Eventually, what you have at the core, is a belief system that inevitably leads to totalitarianism/dictatorship. So anyone advocating this, in fact in decades or centuries later, has advocated totalitarianism/dictatorship no matter how noble their original intent. So if someone really truly wanted to help the children for generations to come they would advocate ideas that lead to non-tyrannical, non-totalitarianism in the long-run. Perhaps advocates of government provided healthcare have been duped to believe that a well intentioned desire to 'help' connotates noble and moral, when in fact it is grounded in immorality and ideas which inevitably lead to tyranny. I don’t want to advocate ideas like that for the children or any fellow citizen no matter how old or young.

Following below is a short article by economist Walter Williams



Pope supports welfare state

August 29, 2007
1:00 a.m. Eastern

London's Times Online recently reported that, according to Vatican sources, Pope Benedict XVI is working on his second encyclical, a doctrinal pronouncement that will condemn tax evasion as "socially unjust." The pontiff will denounce the use of tax havens and offshore banking by wealthy individuals because it reduces tax revenues for the benefit of society as a whole.

Pope Benedict could benefit from a bit of schooling. Tax avoidance is legal conduct whereby individuals arrange their affairs so as to reduce the amount of income that is taxable. Tax avoidance can run the gamut of legal acts, such as investing in tax-free bonds, having employer-paid health plans, making charitable gifts, quitting a job and banking in another country. Tax evasion refers to the conduct by individuals to reduce their tax obligation by illegal means. Tax evasion consists of illegal acts such as falsely claiming dependents, income underreporting and padding expenses.

Pope Benedict's second encyclical puts him squarely in company with a group of thugs known as the Organization for Economic Cooperation & Development, or OECD, an international bureaucracy headquartered in Paris and comprised of 30 industrial nations, mostly in Western Europe, the Pacific Rim and North America. One of its reports concluded that low-tax nations are bad for the world economy and identified 35 jurisdictions that are guilty of "harmful tax competition."

In the OECD's view, harmful tax competition is when a nation has taxes so low that savings and investments are lured away from high-taxed OECD countries. The blacklist of countries they've identified as tax havens, having strong financial privacy laws, low taxes or zero taxes on certain activities, includes Panama, the Bahamas, Liberia, Liechtenstein, the Marshall Islands and Monaco.

The OECD demands these nations, as well as offshore financial centers in the Caribbean and the Pacific, in effect surrender their fiscal sovereignty and act as deputy tax collectors for nations like France and Germany. This would be a dream for politicians and bad news for the world's taxpayers; fortunately the hard work of the Center for Freedom and Prosperity has stymied the OECD's proposed tax cartel.
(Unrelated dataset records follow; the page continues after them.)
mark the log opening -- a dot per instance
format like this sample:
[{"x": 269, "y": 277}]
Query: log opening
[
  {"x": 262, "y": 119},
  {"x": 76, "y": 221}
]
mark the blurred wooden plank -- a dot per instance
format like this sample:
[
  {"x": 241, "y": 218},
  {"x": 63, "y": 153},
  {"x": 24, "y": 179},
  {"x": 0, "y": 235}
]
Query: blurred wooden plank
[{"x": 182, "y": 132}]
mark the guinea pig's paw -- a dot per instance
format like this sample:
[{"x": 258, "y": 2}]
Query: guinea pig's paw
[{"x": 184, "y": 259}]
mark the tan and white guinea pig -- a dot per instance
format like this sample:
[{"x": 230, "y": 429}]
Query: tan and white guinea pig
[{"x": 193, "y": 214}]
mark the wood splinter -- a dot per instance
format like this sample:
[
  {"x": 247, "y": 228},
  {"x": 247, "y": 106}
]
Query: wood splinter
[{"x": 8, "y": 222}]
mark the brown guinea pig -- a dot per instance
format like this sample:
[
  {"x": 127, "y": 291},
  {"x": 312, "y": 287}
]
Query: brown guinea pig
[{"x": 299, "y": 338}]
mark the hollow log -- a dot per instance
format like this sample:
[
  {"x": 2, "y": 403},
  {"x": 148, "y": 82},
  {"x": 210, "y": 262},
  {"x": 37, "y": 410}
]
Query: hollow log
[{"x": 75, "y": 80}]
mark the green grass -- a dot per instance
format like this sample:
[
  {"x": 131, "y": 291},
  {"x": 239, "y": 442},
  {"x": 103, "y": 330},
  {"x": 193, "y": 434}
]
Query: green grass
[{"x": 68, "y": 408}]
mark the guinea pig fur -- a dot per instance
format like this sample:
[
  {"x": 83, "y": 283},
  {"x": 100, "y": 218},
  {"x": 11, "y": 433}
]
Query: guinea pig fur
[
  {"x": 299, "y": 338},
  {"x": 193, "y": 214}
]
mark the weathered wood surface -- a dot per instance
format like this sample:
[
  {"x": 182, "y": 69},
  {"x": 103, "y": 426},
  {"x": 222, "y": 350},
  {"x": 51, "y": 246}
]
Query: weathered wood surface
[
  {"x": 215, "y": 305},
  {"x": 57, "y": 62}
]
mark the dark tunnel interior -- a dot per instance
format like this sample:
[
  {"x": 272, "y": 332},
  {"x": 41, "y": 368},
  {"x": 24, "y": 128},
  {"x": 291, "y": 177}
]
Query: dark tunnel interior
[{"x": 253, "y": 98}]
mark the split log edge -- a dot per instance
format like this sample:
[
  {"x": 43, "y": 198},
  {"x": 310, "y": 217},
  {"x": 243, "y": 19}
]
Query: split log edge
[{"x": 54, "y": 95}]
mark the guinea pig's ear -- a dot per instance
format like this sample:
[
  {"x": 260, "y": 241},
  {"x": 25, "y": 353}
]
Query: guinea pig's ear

Pope Benedict shares some of the OECD's goals in their attack on low-tax jurisdictions. To support its welfare state, European nations must have high taxes. Government spending exceeds 50 percent of the GDP in France, Sweden, Germany and Italy. If Europeans, as private citizens and businessmen, relocate, invest or save in other jurisdictions, it means less money is available to be taxed to support their welfare states. The pope expresses the same concern when he says that tax havens reduce tax revenues for the benefit of society as a whole. Survival of an ever-growing welfare state requires an assault on jurisdictional tax competition.

There's a more fundamental question that I'd put to the pope: Should the Roman Catholic Church support the welfare state? Or, put more plainly, should the church support the use of the coercive powers of government to enable one person to live at the expense of another? Put even more plainly, should the church support the government's taking the property of one person and giving it to another to whom it doesn't belong? When such an act is done privately, we call it theft.
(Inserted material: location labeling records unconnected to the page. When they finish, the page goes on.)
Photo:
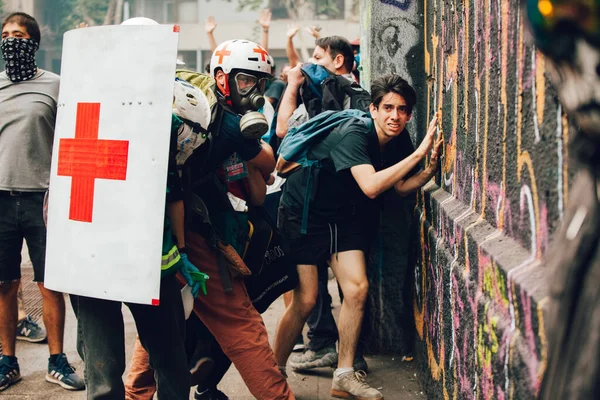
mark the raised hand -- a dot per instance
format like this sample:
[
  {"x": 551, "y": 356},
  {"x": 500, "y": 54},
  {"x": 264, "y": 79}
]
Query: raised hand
[
  {"x": 435, "y": 154},
  {"x": 210, "y": 24},
  {"x": 314, "y": 30},
  {"x": 428, "y": 140},
  {"x": 292, "y": 30},
  {"x": 264, "y": 19}
]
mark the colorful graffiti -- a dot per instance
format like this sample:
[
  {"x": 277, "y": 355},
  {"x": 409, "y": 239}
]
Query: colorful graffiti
[{"x": 486, "y": 224}]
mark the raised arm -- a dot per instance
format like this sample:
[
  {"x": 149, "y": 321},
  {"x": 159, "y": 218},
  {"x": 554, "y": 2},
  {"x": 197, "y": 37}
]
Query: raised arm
[
  {"x": 417, "y": 181},
  {"x": 210, "y": 26},
  {"x": 373, "y": 183},
  {"x": 264, "y": 21},
  {"x": 290, "y": 49},
  {"x": 288, "y": 102}
]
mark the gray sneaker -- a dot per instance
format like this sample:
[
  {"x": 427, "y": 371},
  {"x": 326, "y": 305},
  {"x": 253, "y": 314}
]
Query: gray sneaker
[
  {"x": 353, "y": 386},
  {"x": 323, "y": 358},
  {"x": 30, "y": 331}
]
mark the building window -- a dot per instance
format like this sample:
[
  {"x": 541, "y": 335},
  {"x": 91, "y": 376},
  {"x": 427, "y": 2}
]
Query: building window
[
  {"x": 190, "y": 58},
  {"x": 168, "y": 11}
]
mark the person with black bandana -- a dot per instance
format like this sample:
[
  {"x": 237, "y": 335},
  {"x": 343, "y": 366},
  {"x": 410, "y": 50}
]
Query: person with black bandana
[{"x": 28, "y": 101}]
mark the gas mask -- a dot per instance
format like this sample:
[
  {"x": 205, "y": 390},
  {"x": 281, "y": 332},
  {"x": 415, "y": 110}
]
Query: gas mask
[
  {"x": 567, "y": 32},
  {"x": 246, "y": 99}
]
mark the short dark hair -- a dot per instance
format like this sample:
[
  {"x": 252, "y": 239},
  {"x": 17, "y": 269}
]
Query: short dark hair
[
  {"x": 27, "y": 21},
  {"x": 393, "y": 84},
  {"x": 335, "y": 45}
]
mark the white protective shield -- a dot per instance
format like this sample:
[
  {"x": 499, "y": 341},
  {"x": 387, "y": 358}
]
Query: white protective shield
[{"x": 109, "y": 162}]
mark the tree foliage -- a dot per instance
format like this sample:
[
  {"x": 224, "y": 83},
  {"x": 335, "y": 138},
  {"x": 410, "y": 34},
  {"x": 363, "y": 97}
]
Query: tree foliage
[
  {"x": 296, "y": 9},
  {"x": 67, "y": 14}
]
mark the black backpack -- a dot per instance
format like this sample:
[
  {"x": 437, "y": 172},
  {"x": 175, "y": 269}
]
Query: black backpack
[{"x": 325, "y": 91}]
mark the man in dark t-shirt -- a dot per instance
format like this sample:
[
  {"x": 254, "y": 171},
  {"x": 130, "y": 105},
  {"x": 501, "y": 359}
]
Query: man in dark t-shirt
[{"x": 361, "y": 162}]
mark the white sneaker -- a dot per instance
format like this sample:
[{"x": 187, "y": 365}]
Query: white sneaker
[{"x": 353, "y": 386}]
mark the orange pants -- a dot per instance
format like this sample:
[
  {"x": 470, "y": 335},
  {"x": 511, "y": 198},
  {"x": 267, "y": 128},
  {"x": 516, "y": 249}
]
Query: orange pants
[
  {"x": 236, "y": 325},
  {"x": 140, "y": 383}
]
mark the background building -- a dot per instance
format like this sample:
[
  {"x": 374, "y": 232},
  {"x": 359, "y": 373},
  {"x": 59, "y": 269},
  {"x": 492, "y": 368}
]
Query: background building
[{"x": 336, "y": 17}]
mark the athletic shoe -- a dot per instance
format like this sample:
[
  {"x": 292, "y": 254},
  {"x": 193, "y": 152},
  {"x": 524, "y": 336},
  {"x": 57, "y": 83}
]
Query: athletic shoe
[
  {"x": 30, "y": 331},
  {"x": 9, "y": 372},
  {"x": 323, "y": 358},
  {"x": 210, "y": 394},
  {"x": 63, "y": 374},
  {"x": 353, "y": 386}
]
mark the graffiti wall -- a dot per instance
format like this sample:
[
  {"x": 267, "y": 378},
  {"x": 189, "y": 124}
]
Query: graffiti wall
[{"x": 486, "y": 222}]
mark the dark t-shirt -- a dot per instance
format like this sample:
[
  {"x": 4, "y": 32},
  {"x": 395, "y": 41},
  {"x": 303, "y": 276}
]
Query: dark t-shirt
[{"x": 335, "y": 194}]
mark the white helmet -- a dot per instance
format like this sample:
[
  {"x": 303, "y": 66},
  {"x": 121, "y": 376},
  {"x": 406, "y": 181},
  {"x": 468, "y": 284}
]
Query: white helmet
[
  {"x": 240, "y": 54},
  {"x": 191, "y": 103},
  {"x": 139, "y": 21}
]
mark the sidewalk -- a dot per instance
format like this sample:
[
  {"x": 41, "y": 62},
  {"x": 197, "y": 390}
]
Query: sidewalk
[{"x": 397, "y": 380}]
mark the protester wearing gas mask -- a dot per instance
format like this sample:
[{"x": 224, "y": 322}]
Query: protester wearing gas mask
[{"x": 233, "y": 156}]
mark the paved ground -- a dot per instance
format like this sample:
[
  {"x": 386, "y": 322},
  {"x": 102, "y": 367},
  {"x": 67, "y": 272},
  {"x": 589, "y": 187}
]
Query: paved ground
[{"x": 396, "y": 379}]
The pope might say that the welfare state reflects the will of the people. Would that mean the church interprets God's commandment to Moses "Thou shalt not steal" as not an absolute, but as "Thou shalt not steal unless you got a majority vote in parliament or Congress"?
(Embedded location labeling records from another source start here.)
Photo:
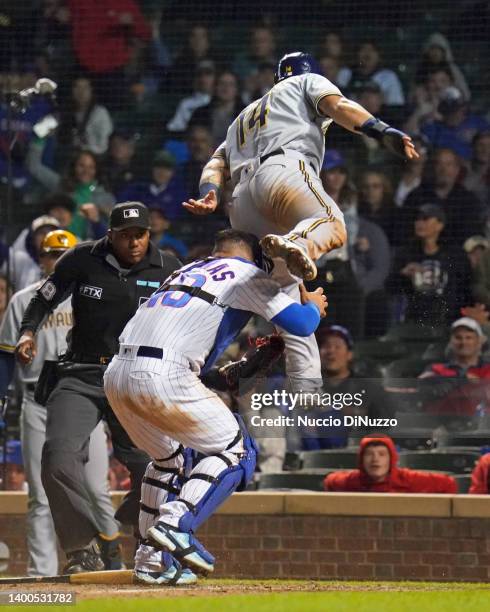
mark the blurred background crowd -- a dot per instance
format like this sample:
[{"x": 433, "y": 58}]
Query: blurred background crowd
[{"x": 146, "y": 91}]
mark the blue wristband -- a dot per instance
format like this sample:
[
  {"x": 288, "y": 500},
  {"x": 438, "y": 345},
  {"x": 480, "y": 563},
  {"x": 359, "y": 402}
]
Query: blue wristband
[{"x": 205, "y": 188}]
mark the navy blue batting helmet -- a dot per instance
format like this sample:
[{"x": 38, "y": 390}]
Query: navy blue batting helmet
[{"x": 294, "y": 64}]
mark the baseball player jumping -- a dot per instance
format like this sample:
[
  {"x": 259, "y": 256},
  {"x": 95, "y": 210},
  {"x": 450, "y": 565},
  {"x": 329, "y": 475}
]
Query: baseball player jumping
[
  {"x": 154, "y": 388},
  {"x": 272, "y": 153}
]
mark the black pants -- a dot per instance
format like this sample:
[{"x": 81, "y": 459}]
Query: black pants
[{"x": 74, "y": 408}]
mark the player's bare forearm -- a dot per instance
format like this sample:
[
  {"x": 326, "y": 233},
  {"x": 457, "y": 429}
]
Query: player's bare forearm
[
  {"x": 347, "y": 113},
  {"x": 213, "y": 178},
  {"x": 215, "y": 172},
  {"x": 354, "y": 117}
]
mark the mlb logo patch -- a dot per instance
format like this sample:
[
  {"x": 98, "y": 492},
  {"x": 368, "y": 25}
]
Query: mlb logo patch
[{"x": 130, "y": 213}]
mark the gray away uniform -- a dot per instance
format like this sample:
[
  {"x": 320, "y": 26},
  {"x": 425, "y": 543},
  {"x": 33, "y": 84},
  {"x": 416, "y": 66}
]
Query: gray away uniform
[{"x": 51, "y": 342}]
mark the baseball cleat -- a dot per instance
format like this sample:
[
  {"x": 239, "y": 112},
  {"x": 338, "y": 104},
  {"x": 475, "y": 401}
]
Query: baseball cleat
[
  {"x": 175, "y": 575},
  {"x": 184, "y": 546},
  {"x": 297, "y": 260},
  {"x": 86, "y": 559}
]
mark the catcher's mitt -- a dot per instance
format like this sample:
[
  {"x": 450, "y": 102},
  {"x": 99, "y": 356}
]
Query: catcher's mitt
[{"x": 256, "y": 362}]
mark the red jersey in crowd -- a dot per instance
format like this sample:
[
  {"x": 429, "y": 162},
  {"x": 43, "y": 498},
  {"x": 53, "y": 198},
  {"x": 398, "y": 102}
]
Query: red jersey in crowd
[
  {"x": 398, "y": 480},
  {"x": 100, "y": 39},
  {"x": 480, "y": 478},
  {"x": 464, "y": 399}
]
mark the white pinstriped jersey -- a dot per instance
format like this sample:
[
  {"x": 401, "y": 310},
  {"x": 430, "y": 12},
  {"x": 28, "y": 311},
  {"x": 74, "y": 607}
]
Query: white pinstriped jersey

I share Pope Benedict's desire to assist our fellow man in need. But I believe that reaching into one's own pocket to do so is praiseworthy and laudable. Reaching into another's pocket to assist one's fellow man in need is despicable and worthy of condemnation.

Hillary suffers Walter 'Cronkitis'

by Jerome Corsi

Does Sen. Hillary Clinton, the leading candidate for the Democratic presidential nomination, endorse efforts to form a world government?

Video footage recently has surfaced that could force her to either affirm or distance herself from sentiments she expressed in 1999 during a ceremony in which former CBS News anchorman Walter Cronkite accepted the Norman Cousins Global Governance Award from the World Federalist Association.

In his acceptance speech, Cronkite embraced the idea that the U.S. would be subsumed into a regional or world government. His views were seconded by Clinton in a closed-circuit television link-up.

Cronkite said, "Today we must develop federal structures on a global level. To deal with world problems, we need a system of enforceable world law, a democratic federal world government."

Clinton, then first lady, congratulated Cronkite, saying, "For decades you told us 'the way it is,' but tonight we honor you for fighting for the way it could be."

On the presidential campaign trail, Clinton has not been challenged to state whether she opposes efforts toward integration, such as the trilateral effort between the U.S, Canada and Mexico under the Security and Prosperity Partnership of North America.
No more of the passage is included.